In economic theory, government intervention in the markets for goods and services meets different perspectives and expectations. One of the forms of government intervention is protectionism. It is an economic policy aimed at temporarily restricting the import of imported goods and supporting the production of similar domestic goods and services. The goals of protectionism may be the growth of gross national income, the increase in employment, the improvement of social indicators.

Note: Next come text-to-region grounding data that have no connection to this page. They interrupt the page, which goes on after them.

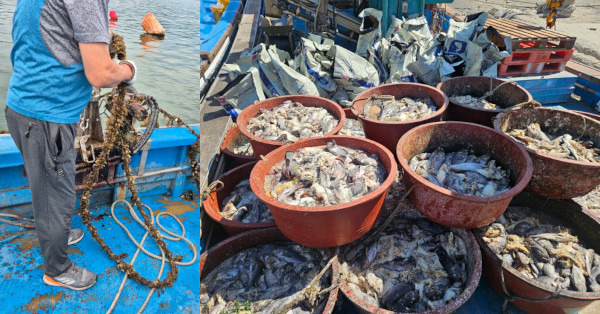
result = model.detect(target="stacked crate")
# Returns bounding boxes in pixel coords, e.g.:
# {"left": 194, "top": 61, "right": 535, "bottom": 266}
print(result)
{"left": 484, "top": 19, "right": 576, "bottom": 77}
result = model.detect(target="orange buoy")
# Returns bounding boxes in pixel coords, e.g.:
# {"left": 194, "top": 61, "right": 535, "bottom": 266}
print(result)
{"left": 109, "top": 10, "right": 118, "bottom": 20}
{"left": 141, "top": 13, "right": 165, "bottom": 36}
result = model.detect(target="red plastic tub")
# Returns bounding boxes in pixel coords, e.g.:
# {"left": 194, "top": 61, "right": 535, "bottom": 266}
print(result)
{"left": 343, "top": 107, "right": 357, "bottom": 119}
{"left": 351, "top": 83, "right": 449, "bottom": 154}
{"left": 237, "top": 95, "right": 345, "bottom": 159}
{"left": 575, "top": 110, "right": 600, "bottom": 121}
{"left": 249, "top": 136, "right": 398, "bottom": 248}
{"left": 475, "top": 191, "right": 600, "bottom": 313}
{"left": 340, "top": 228, "right": 482, "bottom": 313}
{"left": 220, "top": 125, "right": 255, "bottom": 165}
{"left": 396, "top": 121, "right": 533, "bottom": 228}
{"left": 494, "top": 107, "right": 600, "bottom": 199}
{"left": 437, "top": 76, "right": 532, "bottom": 127}
{"left": 200, "top": 227, "right": 340, "bottom": 313}
{"left": 202, "top": 162, "right": 276, "bottom": 236}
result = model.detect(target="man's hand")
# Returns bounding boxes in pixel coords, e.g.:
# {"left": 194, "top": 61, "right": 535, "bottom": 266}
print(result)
{"left": 79, "top": 42, "right": 135, "bottom": 88}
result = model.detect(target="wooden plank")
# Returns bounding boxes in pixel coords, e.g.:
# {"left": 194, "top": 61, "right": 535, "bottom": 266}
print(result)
{"left": 486, "top": 18, "right": 575, "bottom": 42}
{"left": 485, "top": 18, "right": 577, "bottom": 50}
{"left": 444, "top": 5, "right": 464, "bottom": 21}
{"left": 566, "top": 61, "right": 600, "bottom": 88}
{"left": 209, "top": 24, "right": 234, "bottom": 61}
{"left": 492, "top": 20, "right": 551, "bottom": 41}
{"left": 503, "top": 19, "right": 571, "bottom": 39}
{"left": 488, "top": 20, "right": 539, "bottom": 39}
{"left": 490, "top": 23, "right": 539, "bottom": 41}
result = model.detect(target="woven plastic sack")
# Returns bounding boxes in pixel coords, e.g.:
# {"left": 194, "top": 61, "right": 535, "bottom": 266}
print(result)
{"left": 328, "top": 44, "right": 380, "bottom": 100}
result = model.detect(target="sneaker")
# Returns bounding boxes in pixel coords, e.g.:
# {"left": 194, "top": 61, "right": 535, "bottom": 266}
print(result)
{"left": 43, "top": 264, "right": 97, "bottom": 291}
{"left": 68, "top": 229, "right": 84, "bottom": 246}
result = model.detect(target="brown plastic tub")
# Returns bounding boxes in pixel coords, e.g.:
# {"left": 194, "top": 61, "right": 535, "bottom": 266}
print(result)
{"left": 396, "top": 121, "right": 533, "bottom": 228}
{"left": 220, "top": 125, "right": 255, "bottom": 165}
{"left": 237, "top": 95, "right": 345, "bottom": 158}
{"left": 575, "top": 110, "right": 600, "bottom": 121}
{"left": 249, "top": 136, "right": 398, "bottom": 248}
{"left": 474, "top": 191, "right": 600, "bottom": 313}
{"left": 202, "top": 162, "right": 276, "bottom": 236}
{"left": 494, "top": 107, "right": 600, "bottom": 199}
{"left": 200, "top": 227, "right": 340, "bottom": 313}
{"left": 340, "top": 228, "right": 482, "bottom": 313}
{"left": 437, "top": 76, "right": 532, "bottom": 127}
{"left": 351, "top": 83, "right": 448, "bottom": 154}
{"left": 343, "top": 107, "right": 357, "bottom": 119}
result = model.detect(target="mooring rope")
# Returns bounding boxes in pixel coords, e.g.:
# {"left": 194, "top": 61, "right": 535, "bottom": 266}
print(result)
{"left": 106, "top": 199, "right": 197, "bottom": 314}
{"left": 0, "top": 213, "right": 35, "bottom": 229}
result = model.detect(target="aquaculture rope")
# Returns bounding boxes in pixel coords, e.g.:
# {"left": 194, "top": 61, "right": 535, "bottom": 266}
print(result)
{"left": 0, "top": 213, "right": 35, "bottom": 229}
{"left": 78, "top": 34, "right": 183, "bottom": 290}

In economic theory, the protectionist doctrine is the opposite of free trade. Proponents of protectionism criticize free trade from the point of the national productivity growth, employment of the population, and improvement of demographic indicators. Protectionism may use a combination of restrictive measures and resources to achieve economic goals. These can be customs duties, protection of intellectual property, government spending to support local producers and government purchases only from domestic producers, and so on. Opponents of protectionism criticize it from the standpoint of free enterprise and consumer protection, which infractions can slow down economic growth.

In such a situation, there is a risk that the mechanism of market regulation would not work under certain external factors. It may be environmental pollution, restoration of soil after mining, the general political situation in the world. Such failures suggest the need for additional administrative regulation of the economy to smooth out or eliminate the negative consequences of the market mechanism. However, the market may face the downside of external intervention in the form of the artificial creation of monopolies, the lack of product differentiation and conditions for creating new products.

In support of their opinion, economists cite many examples of industrialization and prosperity in countries that pursued protectionist policies. The more climatic and geographical shortcomings that reduce competitiveness in a country, the higher should be protectionist barriers to the development of the national industry. The spectrum of external factors influencing the market is significant due to its constant changes and refocus.